Corrected generalized cross-validation for finite ensembles of penalized estimators

Table of Contents

Abstract #

Generalized cross-validation (GCV) is a widely-used method for estimating the squared out-of-sample prediction risk that employs a scalar degrees of freedom adjustment (in a multiplicative sense) to the squared training error. In this paper, we examine the consistency of GCV for estimating the prediction risk of arbitrary ensembles of penalized least squares estimators. We show that GCV is inconsistent for any finite ensemble of size greater than one. Towards repairing this shortcoming, we identify a correction that involves an additional scalar correction (in an additive sense) based on degrees of freedom adjusted training errors from each ensemble component. The proposed estimator (termed CGCV) maintains the computational advantages of GCV and requires neither sample splitting, model refitting, or out-of-bag risk estimation. The estimator stems from a finer inspection of ensemble risk decomposition and two intermediate risk estimators for the components in this decomposition. We provide a non-asymptotic analysis of the CGCV and the two intermediate risk estimators for ensembles of convex penalized estimators under Gaussian features and a linear response model. In the special case of ridge regression, we extend the analysis to general feature and response distributions using random matrix theory, which establishes model-free uniform consistency of CGCV.

Code #

The code for reproducing results of this paper is available at Github. This repository includes Python code that can reproduce all the simulation results presented in both the main text and the supplementary material of the submitted paper.

Scripts #

Description of folders:

  1. Gaussian: Implement the numerical experiments on non-Gaussian models as described in Section 4 of the paper. The files inside this folder are described as follows.
    • run_ridge.py : run ridge simulation, save results.

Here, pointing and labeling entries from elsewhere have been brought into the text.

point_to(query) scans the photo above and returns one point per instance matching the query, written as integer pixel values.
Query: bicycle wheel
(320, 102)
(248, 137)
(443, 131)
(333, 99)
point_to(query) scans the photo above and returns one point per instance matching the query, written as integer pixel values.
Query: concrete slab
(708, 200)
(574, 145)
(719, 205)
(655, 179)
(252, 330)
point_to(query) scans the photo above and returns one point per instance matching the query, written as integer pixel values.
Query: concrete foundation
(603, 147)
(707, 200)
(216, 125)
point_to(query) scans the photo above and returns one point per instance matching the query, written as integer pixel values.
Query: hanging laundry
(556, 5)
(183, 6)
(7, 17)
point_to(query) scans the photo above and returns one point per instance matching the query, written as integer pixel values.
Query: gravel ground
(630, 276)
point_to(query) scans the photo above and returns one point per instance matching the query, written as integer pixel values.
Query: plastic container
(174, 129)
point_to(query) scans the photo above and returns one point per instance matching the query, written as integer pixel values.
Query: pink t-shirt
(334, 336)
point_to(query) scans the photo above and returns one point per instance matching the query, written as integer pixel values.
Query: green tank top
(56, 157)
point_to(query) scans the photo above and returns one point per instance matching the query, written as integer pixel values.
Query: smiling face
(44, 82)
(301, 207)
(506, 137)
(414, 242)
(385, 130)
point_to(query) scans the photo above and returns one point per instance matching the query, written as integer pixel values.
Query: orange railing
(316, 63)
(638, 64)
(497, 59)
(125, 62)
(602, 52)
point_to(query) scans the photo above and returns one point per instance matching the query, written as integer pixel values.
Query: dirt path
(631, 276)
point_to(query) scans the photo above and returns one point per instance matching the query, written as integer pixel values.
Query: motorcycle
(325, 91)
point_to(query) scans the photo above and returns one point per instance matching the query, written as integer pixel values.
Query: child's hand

    • run_net.py : run elastic net simulation, save results.

    • run_lasso.py : run Lasso simulation, save results.

    • plots.ipynb : after executing the above scripts, generate figures using the saved results.

  2. Non-Gaussian: Implement the numerical experiments on non-Gaussian models as described in Section 5 of the paper. The files inside this folder are described as follows.

    • generate_data.py : generate simulated data.

    • compute_risk.py : fit models and compute the risk and estimates.

    • run_simu_lam.py : run ridge, Lasso, and Elastic Net simulations with different penalty lambda.

    • run_simu_psi.py : run ridge, Lasso, and Elastic Net simulations with different subsample aspect ratio psi.

    • Plot.ipynb : after executing the above scripts, generate figures using the saved results.